Pete Docter‘s “Inside Out” didn’t come to the Cannes Film Festival as a question mark, unlike many of the festival’s other films: Disney and Pixar had already shown the animated film to audiences at CinemaCon in Las Vegas in April.
And it didn’t draw as big a crowd to its first press screening at the Grand Theatre Lumiere as a number of films from European auteurs, including Yorgos Lanthimos’ “The Lobster” and Nanni Moretti‘s “Mia Madre.”
But when the “Inside Out” screening ended shortly after noon on Monday, the cheers that filled the huge theater gave even Todd Haynes‘ rapturously received “Carol” a run for its money on the Cannes bravo-meter.
Given Disney’s and Pixar’s track record, it’s a pretty safe bet that “Inside Out” will be the top-grossing movie out of everything to show at Cannes this year. And in a rare confluence, it’ll be one of the best, too.
After the CinemaCon screening, TheWrap’s Jeff Sneider wrote, “the high-concept film is among Pixar’s most thematically mature and emotionally complex films,” and that’s true. Docter, whose previous work directing “Up” and “Monsters Inc.” place him near the very top of Pixar’s extraordinary stable of directors, has figured out how to pull off a daunting concept, and in the process made a movie as thematically daring as it is emotionally moving.

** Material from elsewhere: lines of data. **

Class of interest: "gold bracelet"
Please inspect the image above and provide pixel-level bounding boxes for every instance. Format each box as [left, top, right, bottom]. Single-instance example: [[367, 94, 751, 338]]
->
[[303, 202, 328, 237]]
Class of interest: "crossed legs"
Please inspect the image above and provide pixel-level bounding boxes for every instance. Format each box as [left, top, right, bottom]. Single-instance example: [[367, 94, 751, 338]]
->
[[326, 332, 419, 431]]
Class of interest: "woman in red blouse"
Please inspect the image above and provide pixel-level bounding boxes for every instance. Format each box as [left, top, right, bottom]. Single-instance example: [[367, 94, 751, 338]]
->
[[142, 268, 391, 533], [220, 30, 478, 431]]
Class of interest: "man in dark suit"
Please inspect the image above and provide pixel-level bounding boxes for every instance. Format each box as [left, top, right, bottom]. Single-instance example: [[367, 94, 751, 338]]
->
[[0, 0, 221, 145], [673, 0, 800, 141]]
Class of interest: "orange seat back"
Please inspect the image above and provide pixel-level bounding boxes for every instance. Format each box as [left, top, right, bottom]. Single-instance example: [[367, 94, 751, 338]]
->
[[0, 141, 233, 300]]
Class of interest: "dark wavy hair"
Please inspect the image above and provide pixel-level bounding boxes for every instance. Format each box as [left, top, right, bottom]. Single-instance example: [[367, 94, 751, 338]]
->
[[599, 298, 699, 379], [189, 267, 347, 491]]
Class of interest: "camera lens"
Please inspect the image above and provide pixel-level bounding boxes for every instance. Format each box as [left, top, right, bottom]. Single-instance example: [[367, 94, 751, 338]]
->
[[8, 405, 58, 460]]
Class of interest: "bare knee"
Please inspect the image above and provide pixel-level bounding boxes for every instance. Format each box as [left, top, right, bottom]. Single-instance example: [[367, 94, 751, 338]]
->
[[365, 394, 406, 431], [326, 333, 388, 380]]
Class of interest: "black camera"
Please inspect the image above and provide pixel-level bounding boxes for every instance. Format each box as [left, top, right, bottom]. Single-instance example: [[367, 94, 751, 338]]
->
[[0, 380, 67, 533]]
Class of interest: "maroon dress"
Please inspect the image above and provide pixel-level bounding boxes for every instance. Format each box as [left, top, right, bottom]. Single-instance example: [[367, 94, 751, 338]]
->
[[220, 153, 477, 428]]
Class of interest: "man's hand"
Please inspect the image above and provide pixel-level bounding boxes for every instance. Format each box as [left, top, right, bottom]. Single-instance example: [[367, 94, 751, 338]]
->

The story takes place largely inside the head of an 11-year-old girl whose family moves from Minnesota to San Francisco; its main characters aren’t so much the girl and her family as they are the emotions that sometimes battle for control of her brain and sometimes work in harmony to build a personality.
It’s a great adventure that seriously tugs at the heartstrings, though exactly what the pre-teen audience will make of the delightful way “Inside Out” illustrates concepts like abstract reasoning is hard to fathom. Not that it matters — there’s plenty for them to love, too.
TheWrap will have a fuller review when “Inside Out” is released in June; for now, suffice it to say that this stands with “Up,” “WALL-E” and “Toy Story 3” as one of Pixar’s richest and most satisfying films.
And while it might seem out of place sandwiched between Stephane Brize’s “The Measure of a Man” and Joachim Trier’s “Louder Than Bombs” on the screen of the Lumiere, it belongs in this temple of cinema as much as any other movie on this year’s slate.